Dennis Newton and his 18-month-old granddaughter, Destiny Newton, look at the limb that punctured the roof of his house Jan. 11, 1998, on Worthley Pond in Peru. The limb sealed up the hole it created, so the family left it in place temporarily while removing other limbs of more immediate importance. Rich Plante/Sun Journal file


While some made do — huddled with family and pets next to the fireplace, playing never-ending ice hockey and board games, and neighbors coming together to take care of one another — not everyone was so lucky.

By 4 p.m.
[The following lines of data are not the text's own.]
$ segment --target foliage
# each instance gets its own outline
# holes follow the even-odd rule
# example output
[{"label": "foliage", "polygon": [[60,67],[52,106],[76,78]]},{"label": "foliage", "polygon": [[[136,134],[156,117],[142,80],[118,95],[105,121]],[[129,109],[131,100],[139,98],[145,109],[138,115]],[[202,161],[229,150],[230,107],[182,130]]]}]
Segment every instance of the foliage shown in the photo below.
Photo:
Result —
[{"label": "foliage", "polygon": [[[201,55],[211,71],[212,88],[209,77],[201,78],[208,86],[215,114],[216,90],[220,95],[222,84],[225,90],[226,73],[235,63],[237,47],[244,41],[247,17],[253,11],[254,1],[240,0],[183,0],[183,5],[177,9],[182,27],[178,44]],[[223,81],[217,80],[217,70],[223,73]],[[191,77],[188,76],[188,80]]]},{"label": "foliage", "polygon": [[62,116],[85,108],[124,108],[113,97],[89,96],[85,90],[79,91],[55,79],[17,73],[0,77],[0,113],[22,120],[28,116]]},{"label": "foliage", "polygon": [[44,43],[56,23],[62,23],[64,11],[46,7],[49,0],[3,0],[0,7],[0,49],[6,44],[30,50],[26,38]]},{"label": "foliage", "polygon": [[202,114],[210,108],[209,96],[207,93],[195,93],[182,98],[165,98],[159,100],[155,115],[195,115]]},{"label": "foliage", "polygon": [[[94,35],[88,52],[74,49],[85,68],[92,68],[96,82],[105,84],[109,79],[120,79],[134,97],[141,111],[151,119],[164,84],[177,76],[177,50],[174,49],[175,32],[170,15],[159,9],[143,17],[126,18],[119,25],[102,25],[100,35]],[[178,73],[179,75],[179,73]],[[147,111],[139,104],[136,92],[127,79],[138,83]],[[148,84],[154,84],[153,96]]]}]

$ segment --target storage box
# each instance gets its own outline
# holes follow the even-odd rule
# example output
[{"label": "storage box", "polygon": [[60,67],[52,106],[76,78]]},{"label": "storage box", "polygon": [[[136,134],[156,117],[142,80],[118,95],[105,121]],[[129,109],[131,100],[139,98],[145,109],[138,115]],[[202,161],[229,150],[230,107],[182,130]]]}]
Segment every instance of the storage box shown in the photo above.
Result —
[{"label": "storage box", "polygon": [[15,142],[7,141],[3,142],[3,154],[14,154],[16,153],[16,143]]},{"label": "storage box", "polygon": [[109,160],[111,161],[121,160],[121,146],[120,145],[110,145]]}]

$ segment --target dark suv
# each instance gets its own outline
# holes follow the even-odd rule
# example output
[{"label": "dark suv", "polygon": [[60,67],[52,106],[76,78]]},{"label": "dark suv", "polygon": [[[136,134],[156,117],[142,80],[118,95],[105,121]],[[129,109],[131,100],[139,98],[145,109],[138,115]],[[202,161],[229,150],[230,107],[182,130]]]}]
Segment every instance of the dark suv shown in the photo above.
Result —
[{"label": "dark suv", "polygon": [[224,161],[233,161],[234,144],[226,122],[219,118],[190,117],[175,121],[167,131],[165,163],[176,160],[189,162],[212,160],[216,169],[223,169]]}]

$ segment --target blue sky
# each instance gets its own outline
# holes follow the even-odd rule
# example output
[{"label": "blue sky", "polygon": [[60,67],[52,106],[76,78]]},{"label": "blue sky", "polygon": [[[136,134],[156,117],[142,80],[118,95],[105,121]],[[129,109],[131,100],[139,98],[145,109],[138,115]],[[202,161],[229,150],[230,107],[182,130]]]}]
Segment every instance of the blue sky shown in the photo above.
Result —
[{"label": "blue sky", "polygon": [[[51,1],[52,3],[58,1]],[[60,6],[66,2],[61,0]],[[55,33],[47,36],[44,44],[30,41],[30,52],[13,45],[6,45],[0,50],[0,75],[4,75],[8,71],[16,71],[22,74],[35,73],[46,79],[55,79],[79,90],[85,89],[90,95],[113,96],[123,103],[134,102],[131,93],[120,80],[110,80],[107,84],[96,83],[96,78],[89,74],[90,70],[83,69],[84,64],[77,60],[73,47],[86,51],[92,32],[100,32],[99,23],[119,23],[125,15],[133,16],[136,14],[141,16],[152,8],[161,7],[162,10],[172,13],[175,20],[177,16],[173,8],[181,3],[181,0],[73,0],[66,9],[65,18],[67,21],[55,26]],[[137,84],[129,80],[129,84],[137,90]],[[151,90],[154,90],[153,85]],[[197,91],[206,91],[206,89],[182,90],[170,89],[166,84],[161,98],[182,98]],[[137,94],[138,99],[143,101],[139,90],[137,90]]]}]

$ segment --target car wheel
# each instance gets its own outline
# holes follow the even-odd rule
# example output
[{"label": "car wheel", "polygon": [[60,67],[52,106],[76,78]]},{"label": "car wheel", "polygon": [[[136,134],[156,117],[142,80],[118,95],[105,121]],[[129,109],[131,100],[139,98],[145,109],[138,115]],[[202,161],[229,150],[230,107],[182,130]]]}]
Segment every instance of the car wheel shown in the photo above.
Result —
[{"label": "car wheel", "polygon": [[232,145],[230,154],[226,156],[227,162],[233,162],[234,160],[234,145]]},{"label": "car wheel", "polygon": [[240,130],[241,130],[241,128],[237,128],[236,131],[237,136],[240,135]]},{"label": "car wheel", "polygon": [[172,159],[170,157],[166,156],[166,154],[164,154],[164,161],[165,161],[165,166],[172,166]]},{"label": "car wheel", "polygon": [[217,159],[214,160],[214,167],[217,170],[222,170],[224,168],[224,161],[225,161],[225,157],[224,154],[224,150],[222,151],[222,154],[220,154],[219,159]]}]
Friday, the third day of the storm, 255,000 CMP customers in central and southern Maine were without power.

“It’s likely to get worse before it gets better,” CMP spokesperson Ishkanian said.

People poured into hastily established shelters across the region in search of a warm bed and a hot meal.


Both of Lewiston’s two hospitals, Central Maine Medical Center and St. Mary’s Regional Medical Center, were relying on generator power by then.

Sun Journal readers went without their Friday morning paper when an outage midday Thursday at the paper’s press at 104 Park St. cut printing short. Even once power was restored, treacherous roads made delivery of the paper nearly impossible until the following day.

CMMC and St. Mary’s were flooded with patients with hypothermia, food poisoning, carbon monoxide poisoning and injuries from slipping on ice.

“The number of people treated for carbon monoxide poisoning at both hospitals has risen to 40, officials said. At CMMC alone, more people have been treated in five days than would normally be treated in five years,” read the Jan. 13 edition of the Sun Journal.

Carbon monoxide poisoning occurs when carbon monoxide gas builds up in the bloodstream, replacing oxygen in red blood cells. It can lead to serious tissue damage, or even death.

People using generators, portables stoves and heaters indoors was likely the cause, with four people in Maine believed to have died from storm-related poisoning.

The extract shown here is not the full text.